I never really bought the premise of the Golden Men. Not could I accept that with all their powers, That last part felt like the work of an author who was really tired of bringing all the loose ends together and just wanted to get the blasted thing done and off to the publisher.
All in all, too much [impossible thing happens] --> [explained by handwaving], all very Doctor Who and probably easier to accept on TV than in a book. I mean, really, I doubt that the Weeping Angels would work in a book either, but didn't we all watch that one from behind the sofa?
A strange but ultimately compelling blend of sci-fi action-adventure, socialist polemic, and sincere affirmation of Christian faith, Paul Cornell's time-twisting tale gets top marks for originality. A 20-year-old woman with the power to read the emergent patterns of reality finds herself allied with a square-jawed, timelost space pilot and his hilariously, awesomely British navigator (a cheerily disembodied head) to battle a nefarious quartet of devils in angels' clothing. Unless these Golden Men -- the living embodiment of greed itself -- are stopped, they'll alter history to replace the pilot's paradisical future with a ruinous hell of capitalism run amok. I found this book weirder and less accessible than Cornell's top-flight work on "Doctor Who," and the mix of Cornell's open-hearted, deeply admirable take on Christianity and his apparently vehement disgust with capitalism is a bit difficult to wrap one's head around. I can't say I entirely agree with his philosophy, or at least the economic parts of it. But the book's plenty entertaining all the same; Cornell's use of Christian symbology in his imagery and plot is quite clever, and the book's remarkable closing chapters establish a dizzying and dazzling array of temporal loops to make all the storyline's loose ends fit.
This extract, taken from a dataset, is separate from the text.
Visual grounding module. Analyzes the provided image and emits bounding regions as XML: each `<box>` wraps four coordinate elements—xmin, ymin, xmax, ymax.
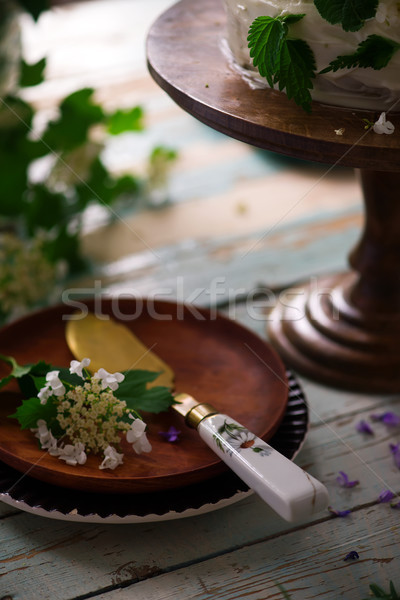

Very good imagery. Unique story mixing religion, economics, time travel, and two main characters: - a woman with an amazing ability to deeply read situations who ends up working setting odds for a bookie and sees the end of the world coming - a man from another future timeline where things are better
The story weaves a complicated time travel theme with all of the above from the time of Jesus to the future and sorts it out in the end. I read this book twice separated by a few months and enjoyed it just as much the second time.
"A dense, thoughtful, idiosyncratic recursive time travel story that spans several histories of the world. Improbably, the author pulls it off. The writing is slightly more opaque than I usually like, but the sheer level of imagination and inventiveness, not to mention the writerly balls it took to even write this thing, are most impressive. Good characters, too. Only one moment that stuck out as implausible, no mean feat considering all the fantastic goings-on. Definitely recommended."
I really like Paul Cornell's work with Doctor Who and his most recent novel, "London Falling" so "British Summertime" was a bit of a disappointment. The pacing felt odd at times, and it was difficult to gain any traction in the story - some of the inventiveness in the telling detracted from the actual readability. That said, it wasn't a bad book and had some interesting ideas about time travel and timelines.
I went looking for this book after reading two excellent Paul Cornell short stories, "The Copenhagen Interpretation" and "One of our Bastards is Missing." It turned out to be an odd mix of space opera, time travel, alternate history, Ian McLeod politics, and CS Lewis-like religious allegory. Complicated time loops are not the least of it. It will be interesting to see what this author will come up with in the future, besides Dr Who scripts.
Very clever time travel SF, with the most desireable future being basically Dan Dare's. One main character is even called "the pilot from the future". Good women characters, and realistic religion - and set in Bath, which makes a nice change of location (London isn't the only city in the UK after all). But how the main characters suffer!